5

I'd like to write the vectored version of code that calculates Arnaud Legoux Moving Average using NumPy (or Pandas). Could you help me with this, please? Thanks.

Non-vectored version looks like following (see below).

def NPALMA(pnp_array, **kwargs) :
    '''
    ALMA - Arnaud Legoux Moving Average,
    http://www.financial-hacker.com/trend-delusion-or-reality/
    https://github.com/darwinsys/Trading_Strategies/blob/master/ML/Features.py
    '''
    length = kwargs['length']
    # just some number (6.0 is useful)
    sigma = kwargs['sigma']
    # sensisitivity (close to 1) or smoothness (close to 0)
    offset = kwargs['offset']

    asize = length - 1
    m = offset * asize
    s = length  / sigma
    dss = 2 * s * s

    alma = np.zeros(pnp_array.shape)
    wtd_sum = np.zeros(pnp_array.shape)

    for l in range(len(pnp_array)):
        if l >= asize:
            for i in range(length):
                im = i - m
                wtd = np.exp( -(im * im) / dss)
                alma[l] += pnp_array[l - length + i] * wtd
                wtd_sum[l] += wtd
            alma[l] = alma[l] / wtd_sum[l]

    return alma
Prokhozhii
  • 530
  • 1
  • 6
  • 11

1 Answers1

4

Starting Approach

We can create sliding windows along the first axis and then use tensor multiplication with the range of wtd values for the sum-reductions.

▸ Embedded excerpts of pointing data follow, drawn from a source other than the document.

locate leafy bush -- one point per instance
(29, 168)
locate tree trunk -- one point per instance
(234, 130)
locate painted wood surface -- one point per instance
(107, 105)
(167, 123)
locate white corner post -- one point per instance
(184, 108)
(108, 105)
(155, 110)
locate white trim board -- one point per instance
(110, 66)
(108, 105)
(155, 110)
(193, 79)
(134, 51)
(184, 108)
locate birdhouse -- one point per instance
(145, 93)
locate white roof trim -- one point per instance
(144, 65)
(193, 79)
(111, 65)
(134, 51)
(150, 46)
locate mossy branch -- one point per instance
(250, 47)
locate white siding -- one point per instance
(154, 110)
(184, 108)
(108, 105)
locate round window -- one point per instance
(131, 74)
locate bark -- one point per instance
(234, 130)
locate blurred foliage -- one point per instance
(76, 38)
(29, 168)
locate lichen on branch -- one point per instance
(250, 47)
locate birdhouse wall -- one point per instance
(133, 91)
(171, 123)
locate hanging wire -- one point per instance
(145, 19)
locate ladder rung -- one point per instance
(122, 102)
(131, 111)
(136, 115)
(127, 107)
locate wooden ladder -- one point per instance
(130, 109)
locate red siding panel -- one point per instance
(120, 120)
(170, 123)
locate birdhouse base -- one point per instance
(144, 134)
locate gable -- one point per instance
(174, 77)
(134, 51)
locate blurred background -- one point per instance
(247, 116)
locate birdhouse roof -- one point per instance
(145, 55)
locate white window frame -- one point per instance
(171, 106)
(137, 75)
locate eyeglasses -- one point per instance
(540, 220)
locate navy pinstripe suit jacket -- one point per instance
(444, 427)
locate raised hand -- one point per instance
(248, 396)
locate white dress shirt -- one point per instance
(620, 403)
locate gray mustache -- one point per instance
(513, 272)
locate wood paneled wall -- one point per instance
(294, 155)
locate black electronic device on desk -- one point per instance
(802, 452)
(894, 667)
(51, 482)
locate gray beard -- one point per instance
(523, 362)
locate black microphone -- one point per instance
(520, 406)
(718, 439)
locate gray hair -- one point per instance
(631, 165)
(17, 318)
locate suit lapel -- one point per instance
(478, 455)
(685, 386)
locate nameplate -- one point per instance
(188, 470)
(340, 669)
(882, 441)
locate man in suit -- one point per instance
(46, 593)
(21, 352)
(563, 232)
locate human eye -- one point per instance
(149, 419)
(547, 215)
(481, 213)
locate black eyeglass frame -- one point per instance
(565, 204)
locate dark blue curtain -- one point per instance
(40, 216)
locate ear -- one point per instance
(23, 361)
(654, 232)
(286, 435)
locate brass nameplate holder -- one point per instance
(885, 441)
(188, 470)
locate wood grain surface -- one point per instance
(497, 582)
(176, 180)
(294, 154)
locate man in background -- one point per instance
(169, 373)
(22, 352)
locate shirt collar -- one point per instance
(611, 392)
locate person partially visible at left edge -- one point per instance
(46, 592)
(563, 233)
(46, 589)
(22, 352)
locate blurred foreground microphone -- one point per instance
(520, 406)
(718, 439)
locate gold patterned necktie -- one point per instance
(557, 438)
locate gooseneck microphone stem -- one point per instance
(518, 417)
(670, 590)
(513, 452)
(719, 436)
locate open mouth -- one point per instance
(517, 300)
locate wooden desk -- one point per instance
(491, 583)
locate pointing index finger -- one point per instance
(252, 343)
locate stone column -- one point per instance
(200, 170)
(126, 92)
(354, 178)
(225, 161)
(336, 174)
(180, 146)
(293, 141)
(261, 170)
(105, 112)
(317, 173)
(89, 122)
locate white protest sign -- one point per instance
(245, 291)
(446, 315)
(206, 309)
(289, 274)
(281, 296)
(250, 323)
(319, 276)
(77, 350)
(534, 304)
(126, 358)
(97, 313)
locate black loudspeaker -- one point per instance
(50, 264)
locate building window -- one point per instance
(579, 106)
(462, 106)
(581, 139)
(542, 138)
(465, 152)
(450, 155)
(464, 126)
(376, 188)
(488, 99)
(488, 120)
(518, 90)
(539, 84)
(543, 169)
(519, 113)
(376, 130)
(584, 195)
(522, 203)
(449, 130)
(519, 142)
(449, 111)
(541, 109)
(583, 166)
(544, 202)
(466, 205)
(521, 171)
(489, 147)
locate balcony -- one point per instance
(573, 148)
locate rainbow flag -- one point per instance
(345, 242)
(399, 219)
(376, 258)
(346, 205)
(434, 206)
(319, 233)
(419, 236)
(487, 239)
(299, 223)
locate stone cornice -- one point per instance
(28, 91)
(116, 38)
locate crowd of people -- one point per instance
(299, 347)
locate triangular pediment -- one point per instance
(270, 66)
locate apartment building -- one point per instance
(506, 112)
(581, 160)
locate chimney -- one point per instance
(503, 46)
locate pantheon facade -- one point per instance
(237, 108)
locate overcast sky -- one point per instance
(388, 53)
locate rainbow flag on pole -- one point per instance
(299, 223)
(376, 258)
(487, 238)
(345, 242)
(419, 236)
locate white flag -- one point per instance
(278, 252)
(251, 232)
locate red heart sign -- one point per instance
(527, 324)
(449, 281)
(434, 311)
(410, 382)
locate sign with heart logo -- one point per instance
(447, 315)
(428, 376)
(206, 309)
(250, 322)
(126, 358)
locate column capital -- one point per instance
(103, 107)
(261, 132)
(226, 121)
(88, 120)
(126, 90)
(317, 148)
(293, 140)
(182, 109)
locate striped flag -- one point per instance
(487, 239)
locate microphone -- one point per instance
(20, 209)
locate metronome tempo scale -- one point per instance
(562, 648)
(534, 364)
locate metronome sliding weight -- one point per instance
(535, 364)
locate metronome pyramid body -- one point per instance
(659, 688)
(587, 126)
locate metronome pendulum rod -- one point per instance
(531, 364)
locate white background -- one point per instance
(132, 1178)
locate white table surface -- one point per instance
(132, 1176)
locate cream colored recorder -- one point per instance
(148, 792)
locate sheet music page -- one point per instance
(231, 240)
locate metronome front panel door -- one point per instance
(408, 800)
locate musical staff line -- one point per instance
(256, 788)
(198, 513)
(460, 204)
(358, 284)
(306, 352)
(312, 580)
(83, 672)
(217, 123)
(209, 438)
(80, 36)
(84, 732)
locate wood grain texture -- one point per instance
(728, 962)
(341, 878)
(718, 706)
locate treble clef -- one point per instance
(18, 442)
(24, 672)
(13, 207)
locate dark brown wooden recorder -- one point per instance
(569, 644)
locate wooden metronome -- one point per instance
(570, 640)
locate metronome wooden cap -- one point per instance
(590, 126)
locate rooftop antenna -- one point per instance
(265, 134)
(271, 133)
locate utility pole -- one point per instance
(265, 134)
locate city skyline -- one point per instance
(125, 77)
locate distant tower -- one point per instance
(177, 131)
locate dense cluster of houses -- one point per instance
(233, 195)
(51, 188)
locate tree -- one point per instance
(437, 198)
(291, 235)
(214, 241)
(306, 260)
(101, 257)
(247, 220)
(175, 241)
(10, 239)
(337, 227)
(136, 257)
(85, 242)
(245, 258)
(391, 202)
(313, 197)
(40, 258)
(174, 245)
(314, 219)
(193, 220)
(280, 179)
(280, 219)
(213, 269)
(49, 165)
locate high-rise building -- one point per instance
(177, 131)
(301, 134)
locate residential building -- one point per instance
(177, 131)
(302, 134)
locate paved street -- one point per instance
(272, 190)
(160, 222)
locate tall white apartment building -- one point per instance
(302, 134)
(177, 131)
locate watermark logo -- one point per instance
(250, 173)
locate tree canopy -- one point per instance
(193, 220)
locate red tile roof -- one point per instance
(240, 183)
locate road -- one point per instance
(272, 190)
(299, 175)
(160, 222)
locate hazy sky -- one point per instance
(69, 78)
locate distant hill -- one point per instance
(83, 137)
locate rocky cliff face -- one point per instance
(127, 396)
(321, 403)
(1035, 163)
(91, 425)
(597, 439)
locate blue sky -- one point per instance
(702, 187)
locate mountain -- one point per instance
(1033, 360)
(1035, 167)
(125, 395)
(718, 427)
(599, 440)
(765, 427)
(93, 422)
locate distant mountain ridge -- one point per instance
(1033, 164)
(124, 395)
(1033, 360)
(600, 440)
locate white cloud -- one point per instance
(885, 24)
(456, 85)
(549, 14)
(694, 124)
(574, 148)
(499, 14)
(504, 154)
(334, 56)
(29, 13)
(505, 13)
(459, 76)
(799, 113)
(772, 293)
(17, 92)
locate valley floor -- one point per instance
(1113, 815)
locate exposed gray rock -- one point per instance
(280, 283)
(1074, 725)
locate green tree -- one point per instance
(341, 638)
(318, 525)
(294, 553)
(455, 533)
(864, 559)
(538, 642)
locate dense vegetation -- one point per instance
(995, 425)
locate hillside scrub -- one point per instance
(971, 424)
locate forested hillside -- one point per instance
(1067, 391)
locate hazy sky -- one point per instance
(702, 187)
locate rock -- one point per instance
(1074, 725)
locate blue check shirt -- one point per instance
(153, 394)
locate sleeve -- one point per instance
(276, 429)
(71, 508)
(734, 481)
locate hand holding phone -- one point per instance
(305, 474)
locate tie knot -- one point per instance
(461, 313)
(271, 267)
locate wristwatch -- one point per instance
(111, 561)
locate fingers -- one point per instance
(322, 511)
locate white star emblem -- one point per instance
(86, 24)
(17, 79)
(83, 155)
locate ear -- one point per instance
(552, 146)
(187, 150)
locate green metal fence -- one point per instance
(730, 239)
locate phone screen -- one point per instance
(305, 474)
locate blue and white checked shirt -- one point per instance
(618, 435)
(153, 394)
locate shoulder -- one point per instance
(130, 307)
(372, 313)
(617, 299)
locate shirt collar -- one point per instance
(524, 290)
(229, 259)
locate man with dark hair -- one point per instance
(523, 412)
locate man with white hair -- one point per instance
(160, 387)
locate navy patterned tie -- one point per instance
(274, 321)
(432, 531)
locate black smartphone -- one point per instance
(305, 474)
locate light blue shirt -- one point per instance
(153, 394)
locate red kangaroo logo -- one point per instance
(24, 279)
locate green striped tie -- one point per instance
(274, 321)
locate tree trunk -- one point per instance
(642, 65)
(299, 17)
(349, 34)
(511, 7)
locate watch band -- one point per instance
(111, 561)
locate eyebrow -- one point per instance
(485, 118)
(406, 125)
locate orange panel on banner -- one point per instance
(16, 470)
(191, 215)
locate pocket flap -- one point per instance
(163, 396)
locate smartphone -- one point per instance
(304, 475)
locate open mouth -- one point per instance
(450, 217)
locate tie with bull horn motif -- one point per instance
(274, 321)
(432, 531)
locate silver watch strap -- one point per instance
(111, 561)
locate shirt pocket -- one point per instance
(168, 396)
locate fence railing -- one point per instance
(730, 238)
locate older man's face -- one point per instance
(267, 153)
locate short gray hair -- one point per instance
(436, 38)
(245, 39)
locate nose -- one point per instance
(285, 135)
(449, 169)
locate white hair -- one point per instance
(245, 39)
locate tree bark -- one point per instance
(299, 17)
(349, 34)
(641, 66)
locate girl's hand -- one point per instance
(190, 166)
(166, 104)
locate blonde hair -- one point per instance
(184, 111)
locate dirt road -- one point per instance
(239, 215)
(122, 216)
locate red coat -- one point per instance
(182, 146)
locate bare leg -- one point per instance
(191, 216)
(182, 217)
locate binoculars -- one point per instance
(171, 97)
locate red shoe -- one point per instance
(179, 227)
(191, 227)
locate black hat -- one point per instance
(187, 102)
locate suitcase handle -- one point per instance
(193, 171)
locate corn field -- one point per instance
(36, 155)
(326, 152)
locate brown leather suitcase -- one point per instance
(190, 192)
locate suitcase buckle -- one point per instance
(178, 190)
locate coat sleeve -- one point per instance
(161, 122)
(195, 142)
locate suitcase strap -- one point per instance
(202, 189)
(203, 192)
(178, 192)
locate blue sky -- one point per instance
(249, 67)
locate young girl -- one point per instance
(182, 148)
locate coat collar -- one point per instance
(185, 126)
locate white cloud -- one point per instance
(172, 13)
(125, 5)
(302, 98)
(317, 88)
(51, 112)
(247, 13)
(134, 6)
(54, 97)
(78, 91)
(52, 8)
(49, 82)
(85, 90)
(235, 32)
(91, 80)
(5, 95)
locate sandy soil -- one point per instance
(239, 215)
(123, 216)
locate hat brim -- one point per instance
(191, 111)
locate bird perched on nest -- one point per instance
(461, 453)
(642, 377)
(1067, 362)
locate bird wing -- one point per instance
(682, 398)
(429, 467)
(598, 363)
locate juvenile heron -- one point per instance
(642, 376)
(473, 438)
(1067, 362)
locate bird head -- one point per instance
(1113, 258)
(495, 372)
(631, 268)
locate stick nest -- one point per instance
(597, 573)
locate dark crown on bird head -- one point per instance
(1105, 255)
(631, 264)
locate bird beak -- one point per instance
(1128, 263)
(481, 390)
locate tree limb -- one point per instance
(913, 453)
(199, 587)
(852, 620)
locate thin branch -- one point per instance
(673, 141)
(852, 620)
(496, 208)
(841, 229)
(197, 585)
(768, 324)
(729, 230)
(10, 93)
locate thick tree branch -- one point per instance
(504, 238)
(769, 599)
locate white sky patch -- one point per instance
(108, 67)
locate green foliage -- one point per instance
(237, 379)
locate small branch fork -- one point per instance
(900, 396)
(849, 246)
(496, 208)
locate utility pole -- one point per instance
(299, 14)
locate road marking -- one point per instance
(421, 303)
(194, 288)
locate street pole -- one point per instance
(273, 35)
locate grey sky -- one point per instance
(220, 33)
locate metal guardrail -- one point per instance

The implementation would look something like this -

# Get all wtd values in an array
wtds = np.exp(-(np.arange(length) - m)**2/dss)

# Get the sliding windows for input array along first axis
pnp_array3D = strided_axis0(pnp_array,len(wtds))

# Initialize o/p array
out = np.zeros(pnp_array.shape)

# Get sum-reductions for the windows which don't need wrapping over
out[length:] = np.tensordot(pnp_array3D,wtds,axes=((1),(0)))[:-1]

# Last element of the output needed wrapping. So, do it separately.
out[length-1] = wtds.dot(pnp_array[np.r_[-1,range(length-1)]])

# Finally perform the divisions
out /= wtds.sum()

Function to get the sliding windows : strided_axis0 is from here.

Boost with 1D convolution

Those multiplications with wtds values and then their sum-reductions are basically convolution along the first axis. As such, we can use scipy.ndimage.convolve1d along axis=0. This would be much faster given the memory efficiency, as we won't be creating huge sliding windows.

The implementation would be -

from scipy.ndimage import convolve1d as conv

avgs = conv(pnp_array, weights=wtds/wtds.sum(),axis=0, mode='wrap')

Thus, out[length-1:], which are the non-zero rows would be same as avgs[:-length+1].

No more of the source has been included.